Still, this is cosmetic. Nothing changes for investors’ portfolios or bottom lines. The names are different. The funds are not.
The Bond Manager Shuffle Continues
Vanguard’s door is opening a little wider.
The fund giant recently hired Alexander Payne from Morgan Stanley to lead its mortgage team, and wasted no time putting him to work. On Monday, Payne was named co-manager of Government Securities Active ETF (VGVT) and Short-Term Federal (VSGBX).
At the same time, John Madziyire stepped away from all his portfolio management duties, including the short-, intermediate- and long-term Treasury funds, Government Securities Active ETF and Inflation-Protected Securities (VIPSX). Madziyire isn’t leaving Vanguard, though—he’s “returning home to London,” where he’ll join the Global Bond index team.
As I said in April when Vanguard added co-managers to several bond funds, the firm is increasingly willing to look outside its walls for investment talent.
Historically, Vanguard prided itself on developing managers internally. I don’t think that philosophy has disappeared. But the culture is clearly evolving. The message from Malvern seems to be that experience gained elsewhere is no longer viewed as a drawback—and may even be an advantage.
Our Portfolios
Our Portfolios are showing solid returns for the year through Tuesday. The Aggressive Portfolio is up 9.9%, the Aggressive ETF Portfolio is up 8.5%, the Growth Portfolio is up 8.6%, the Moderate Portfolio is up 9.4% and the Conservative Portfolio is up 5.3%.

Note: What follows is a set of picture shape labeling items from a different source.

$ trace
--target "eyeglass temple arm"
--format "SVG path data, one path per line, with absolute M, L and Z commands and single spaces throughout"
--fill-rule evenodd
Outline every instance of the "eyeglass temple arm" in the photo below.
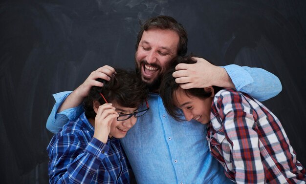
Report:
M 105 98 L 104 98 L 104 96 L 103 96 L 103 95 L 102 95 L 102 94 L 101 93 L 100 93 L 100 95 L 102 97 L 102 98 L 103 98 L 103 99 L 104 99 L 104 101 L 105 101 L 105 102 L 106 102 L 106 103 L 109 103 L 109 102 L 108 102 L 108 101 L 106 101 L 106 99 L 105 99 Z

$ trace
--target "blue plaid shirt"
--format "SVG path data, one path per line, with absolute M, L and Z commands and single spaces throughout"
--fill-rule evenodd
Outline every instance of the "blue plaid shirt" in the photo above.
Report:
M 49 183 L 129 184 L 130 164 L 119 140 L 106 144 L 83 113 L 55 135 L 47 147 Z

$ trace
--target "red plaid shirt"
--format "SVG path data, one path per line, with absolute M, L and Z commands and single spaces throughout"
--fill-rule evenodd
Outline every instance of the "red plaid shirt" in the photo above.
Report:
M 225 175 L 237 183 L 305 184 L 306 170 L 277 118 L 234 89 L 215 96 L 207 140 Z

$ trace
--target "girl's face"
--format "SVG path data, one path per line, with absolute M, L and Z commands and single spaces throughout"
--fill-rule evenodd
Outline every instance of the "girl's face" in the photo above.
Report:
M 175 93 L 174 99 L 177 100 L 175 105 L 183 111 L 186 120 L 189 121 L 195 120 L 202 124 L 206 124 L 210 122 L 213 92 L 210 97 L 203 99 L 191 95 L 187 96 L 184 89 L 181 88 L 179 88 Z

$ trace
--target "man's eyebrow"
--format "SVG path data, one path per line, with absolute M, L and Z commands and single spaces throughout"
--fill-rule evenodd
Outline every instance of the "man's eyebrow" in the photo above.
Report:
M 150 45 L 150 43 L 148 41 L 146 41 L 145 40 L 143 40 L 140 43 L 142 44 L 147 44 Z M 168 47 L 160 47 L 160 48 L 162 49 L 167 50 L 169 52 L 171 52 L 172 51 L 171 48 Z

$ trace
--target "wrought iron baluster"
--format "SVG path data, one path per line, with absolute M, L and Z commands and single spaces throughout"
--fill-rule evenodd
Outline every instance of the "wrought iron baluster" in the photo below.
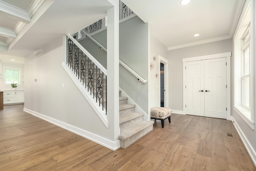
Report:
M 91 95 L 92 89 L 93 87 L 93 70 L 92 68 L 92 61 L 90 61 L 90 68 L 88 70 L 88 77 L 89 79 L 88 87 L 90 88 L 90 95 Z
M 107 103 L 108 102 L 107 100 L 107 76 L 105 76 L 105 84 L 106 84 L 106 90 L 105 90 L 106 91 L 106 115 L 107 115 Z
M 102 72 L 103 74 L 103 72 Z M 98 89 L 98 91 L 97 92 L 97 97 L 99 98 L 99 103 L 100 104 L 100 103 L 101 101 L 101 99 L 102 99 L 102 107 L 104 106 L 104 101 L 103 100 L 102 97 L 103 97 L 103 86 L 102 86 L 102 83 L 103 83 L 103 79 L 102 77 L 100 76 L 100 70 L 99 70 L 99 76 L 98 77 L 97 79 L 97 88 Z M 103 110 L 103 108 L 102 108 Z
M 84 77 L 85 77 L 85 74 L 84 74 L 85 66 L 85 61 L 84 59 L 83 53 L 82 52 L 82 58 L 81 61 L 81 82 L 82 80 L 83 80 L 83 86 L 84 85 Z
M 97 68 L 98 67 L 97 67 L 97 66 L 96 66 L 96 78 L 98 78 L 98 76 L 97 76 L 97 75 L 98 75 Z M 97 81 L 96 82 L 96 84 L 97 84 L 97 83 L 98 83 L 98 81 Z M 95 86 L 96 86 L 96 103 L 97 103 L 97 102 L 98 101 L 98 97 L 97 97 L 97 94 L 98 93 L 98 87 L 97 86 L 97 84 L 96 84 L 96 85 Z

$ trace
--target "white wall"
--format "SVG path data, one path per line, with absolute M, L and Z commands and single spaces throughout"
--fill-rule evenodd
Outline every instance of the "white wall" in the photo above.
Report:
M 119 58 L 144 79 L 148 81 L 148 24 L 138 17 L 120 25 Z M 137 82 L 137 78 L 121 65 L 119 86 L 146 113 L 148 110 L 148 82 Z
M 150 79 L 149 85 L 149 107 L 160 107 L 160 68 L 158 61 L 158 56 L 168 59 L 168 51 L 167 48 L 165 47 L 160 41 L 153 35 L 150 35 L 150 62 L 154 65 L 154 68 L 150 69 Z M 154 60 L 154 56 L 157 59 Z M 159 75 L 158 77 L 156 77 L 156 74 Z
M 106 128 L 62 66 L 63 52 L 61 37 L 42 48 L 41 56 L 25 59 L 24 108 L 82 133 L 114 141 L 113 127 Z
M 169 107 L 183 112 L 183 58 L 232 51 L 231 39 L 169 51 Z

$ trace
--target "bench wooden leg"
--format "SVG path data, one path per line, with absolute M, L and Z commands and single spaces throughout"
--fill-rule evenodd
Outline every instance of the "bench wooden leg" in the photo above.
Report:
M 161 119 L 161 123 L 162 123 L 162 127 L 164 128 L 164 119 Z
M 168 118 L 168 120 L 169 120 L 169 123 L 171 123 L 171 116 L 170 116 Z

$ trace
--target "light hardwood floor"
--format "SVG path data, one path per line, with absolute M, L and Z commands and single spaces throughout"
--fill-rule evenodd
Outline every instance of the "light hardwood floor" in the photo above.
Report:
M 0 111 L 1 171 L 256 170 L 230 121 L 173 114 L 164 128 L 156 121 L 149 133 L 112 151 L 23 107 Z

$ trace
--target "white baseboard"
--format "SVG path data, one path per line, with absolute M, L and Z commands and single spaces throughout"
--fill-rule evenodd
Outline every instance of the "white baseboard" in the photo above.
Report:
M 47 121 L 48 122 L 66 129 L 68 131 L 69 131 L 76 134 L 79 135 L 90 140 L 95 142 L 112 150 L 114 151 L 120 148 L 120 142 L 119 140 L 115 141 L 112 141 L 93 133 L 69 125 L 68 123 L 38 113 L 28 109 L 24 108 L 23 111 L 41 118 L 42 119 Z
M 251 157 L 253 163 L 254 165 L 256 166 L 256 152 L 253 149 L 253 148 L 252 148 L 252 145 L 248 141 L 246 137 L 244 136 L 243 132 L 240 128 L 239 125 L 236 123 L 237 122 L 232 116 L 231 116 L 231 120 L 234 122 L 234 126 L 235 126 L 236 131 L 238 132 L 238 134 L 240 136 L 240 138 L 243 141 L 244 145 L 244 146 L 245 146 L 245 148 L 247 150 L 247 151 Z
M 172 110 L 171 108 L 171 109 L 172 110 L 172 113 L 179 114 L 180 115 L 186 115 L 186 114 L 184 114 L 183 113 L 183 110 Z

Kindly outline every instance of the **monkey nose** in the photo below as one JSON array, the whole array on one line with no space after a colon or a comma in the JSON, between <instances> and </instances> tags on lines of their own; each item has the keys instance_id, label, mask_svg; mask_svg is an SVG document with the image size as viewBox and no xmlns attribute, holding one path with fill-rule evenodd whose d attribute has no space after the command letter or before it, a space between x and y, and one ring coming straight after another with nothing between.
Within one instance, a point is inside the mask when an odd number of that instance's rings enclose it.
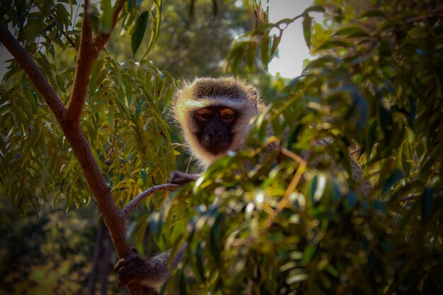
<instances>
[{"instance_id":1,"label":"monkey nose","mask_svg":"<svg viewBox=\"0 0 443 295\"><path fill-rule=\"evenodd\" d=\"M223 132L221 131L211 131L209 132L209 136L214 139L218 139L223 136Z\"/></svg>"}]
</instances>

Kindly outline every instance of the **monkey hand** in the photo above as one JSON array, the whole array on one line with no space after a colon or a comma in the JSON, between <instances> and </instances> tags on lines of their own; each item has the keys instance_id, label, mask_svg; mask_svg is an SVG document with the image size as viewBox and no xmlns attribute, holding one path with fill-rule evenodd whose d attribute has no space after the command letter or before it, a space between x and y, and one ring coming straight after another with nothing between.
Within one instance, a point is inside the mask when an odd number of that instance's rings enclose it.
<instances>
[{"instance_id":1,"label":"monkey hand","mask_svg":"<svg viewBox=\"0 0 443 295\"><path fill-rule=\"evenodd\" d=\"M197 180L202 175L195 173L185 173L180 171L172 171L169 174L168 182L175 185L184 185L191 181Z\"/></svg>"},{"instance_id":2,"label":"monkey hand","mask_svg":"<svg viewBox=\"0 0 443 295\"><path fill-rule=\"evenodd\" d=\"M134 282L143 282L151 275L152 265L149 261L132 253L119 260L114 271L118 272L117 286L122 288Z\"/></svg>"}]
</instances>

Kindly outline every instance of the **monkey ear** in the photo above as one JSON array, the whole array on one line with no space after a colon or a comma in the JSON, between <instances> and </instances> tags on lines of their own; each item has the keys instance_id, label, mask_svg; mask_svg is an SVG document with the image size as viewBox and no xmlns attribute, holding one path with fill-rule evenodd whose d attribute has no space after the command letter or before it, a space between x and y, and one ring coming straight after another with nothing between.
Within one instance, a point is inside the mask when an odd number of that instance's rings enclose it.
<instances>
[{"instance_id":1,"label":"monkey ear","mask_svg":"<svg viewBox=\"0 0 443 295\"><path fill-rule=\"evenodd\" d=\"M251 96L253 97L255 99L258 98L258 91L253 86L248 87L248 91Z\"/></svg>"}]
</instances>

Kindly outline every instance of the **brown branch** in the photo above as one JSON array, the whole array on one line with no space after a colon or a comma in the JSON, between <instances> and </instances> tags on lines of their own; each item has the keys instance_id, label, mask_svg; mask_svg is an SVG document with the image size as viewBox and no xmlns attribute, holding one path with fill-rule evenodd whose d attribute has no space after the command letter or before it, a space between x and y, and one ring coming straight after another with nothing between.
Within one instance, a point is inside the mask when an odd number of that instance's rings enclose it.
<instances>
[{"instance_id":1,"label":"brown branch","mask_svg":"<svg viewBox=\"0 0 443 295\"><path fill-rule=\"evenodd\" d=\"M0 41L14 57L20 66L28 74L37 90L43 96L59 122L66 111L64 105L49 83L45 75L34 63L29 54L18 43L8 28L0 23Z\"/></svg>"},{"instance_id":2,"label":"brown branch","mask_svg":"<svg viewBox=\"0 0 443 295\"><path fill-rule=\"evenodd\" d=\"M81 37L80 39L80 47L77 56L77 64L72 85L71 98L67 106L65 120L67 122L75 125L80 121L81 111L86 100L88 84L91 68L93 61L108 42L111 33L114 30L118 21L118 15L123 7L125 0L120 0L115 5L115 9L113 16L113 23L108 32L100 31L93 39L92 30L89 24L87 11L88 6L88 0L85 0L84 8L83 23L81 25Z\"/></svg>"},{"instance_id":3,"label":"brown branch","mask_svg":"<svg viewBox=\"0 0 443 295\"><path fill-rule=\"evenodd\" d=\"M71 125L75 125L80 120L80 115L86 100L88 83L92 63L98 54L92 42L92 30L88 18L88 1L85 1L83 23L81 24L81 37L77 55L76 71L72 84L71 98L67 106L64 120Z\"/></svg>"},{"instance_id":4,"label":"brown branch","mask_svg":"<svg viewBox=\"0 0 443 295\"><path fill-rule=\"evenodd\" d=\"M87 2L85 4L87 4ZM30 59L29 54L13 37L8 28L1 23L0 23L0 41L17 59L20 66L29 76L37 90L42 94L54 112L65 138L80 163L88 185L96 197L118 256L122 258L132 253L132 249L126 243L125 239L125 220L115 205L110 188L101 174L91 146L78 124L83 108L82 104L85 101L91 65L95 58L94 54L96 57L98 54L94 51L94 47L91 46L91 28L88 25L87 17L84 18L84 30L82 31L81 41L82 46L79 50L77 69L76 69L74 83L76 83L76 84L73 86L73 95L67 109L65 108L53 88ZM132 295L144 294L142 286L138 284L131 284L129 289Z\"/></svg>"},{"instance_id":5,"label":"brown branch","mask_svg":"<svg viewBox=\"0 0 443 295\"><path fill-rule=\"evenodd\" d=\"M164 185L156 185L150 187L144 192L140 192L135 197L131 202L130 202L125 208L122 209L122 214L124 218L127 217L131 211L134 210L135 207L145 198L149 197L154 192L159 192L161 190L174 190L180 187L180 185L175 185L173 183L166 183Z\"/></svg>"}]
</instances>

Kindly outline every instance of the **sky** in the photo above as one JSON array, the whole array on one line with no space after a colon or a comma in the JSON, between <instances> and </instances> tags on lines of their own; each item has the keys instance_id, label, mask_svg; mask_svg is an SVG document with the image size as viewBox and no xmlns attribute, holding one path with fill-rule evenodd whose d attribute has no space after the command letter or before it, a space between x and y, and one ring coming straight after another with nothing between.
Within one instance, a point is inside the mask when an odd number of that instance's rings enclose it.
<instances>
[{"instance_id":1,"label":"sky","mask_svg":"<svg viewBox=\"0 0 443 295\"><path fill-rule=\"evenodd\" d=\"M265 5L265 1L262 1ZM269 21L290 18L302 13L312 5L312 0L269 0ZM269 64L269 71L275 75L280 72L285 78L294 78L301 74L303 61L311 59L303 37L302 18L289 25L279 45L279 57L274 58Z\"/></svg>"},{"instance_id":2,"label":"sky","mask_svg":"<svg viewBox=\"0 0 443 295\"><path fill-rule=\"evenodd\" d=\"M263 0L266 5L267 0ZM275 23L282 18L293 18L300 14L312 4L312 0L269 0L269 21ZM277 72L286 78L294 78L301 74L303 61L311 58L309 50L304 42L301 18L291 24L283 33L279 45L279 57L269 64L269 71ZM0 77L6 72L4 61L11 58L4 46L0 47Z\"/></svg>"}]
</instances>

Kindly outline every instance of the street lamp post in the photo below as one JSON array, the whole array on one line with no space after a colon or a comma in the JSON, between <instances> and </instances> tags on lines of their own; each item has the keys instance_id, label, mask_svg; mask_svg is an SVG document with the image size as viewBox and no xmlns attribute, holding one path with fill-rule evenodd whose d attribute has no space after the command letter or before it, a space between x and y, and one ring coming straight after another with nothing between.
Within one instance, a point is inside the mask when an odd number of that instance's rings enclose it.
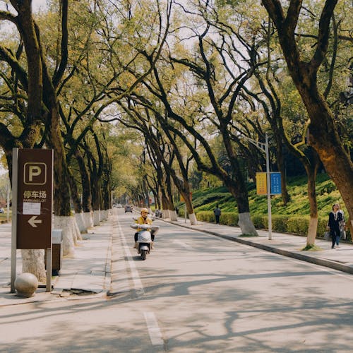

This compares to an 8.5% return for Total Stock Market Index (VTSAX) and 11.9% gain for Total International Stock Index (VTIAX). Total Bond Market Index (VBTLX) is flat on the year. Vanguard’s most aggressive multi-index fund, Target Retirement 2070 (VSNVX), is up 9.0% for the year, and its most conservative, LifeStrategy 20/80 (VASIX), is up 2.1%.
IVA Research
Yesterday, I dug into one of investing’s most accepted beliefs—that small stocks outperform over time—and whether the real-world evidence actually supports it.
Until my next IVA Weekly Brief, have a safe, sound and prosperous investment future.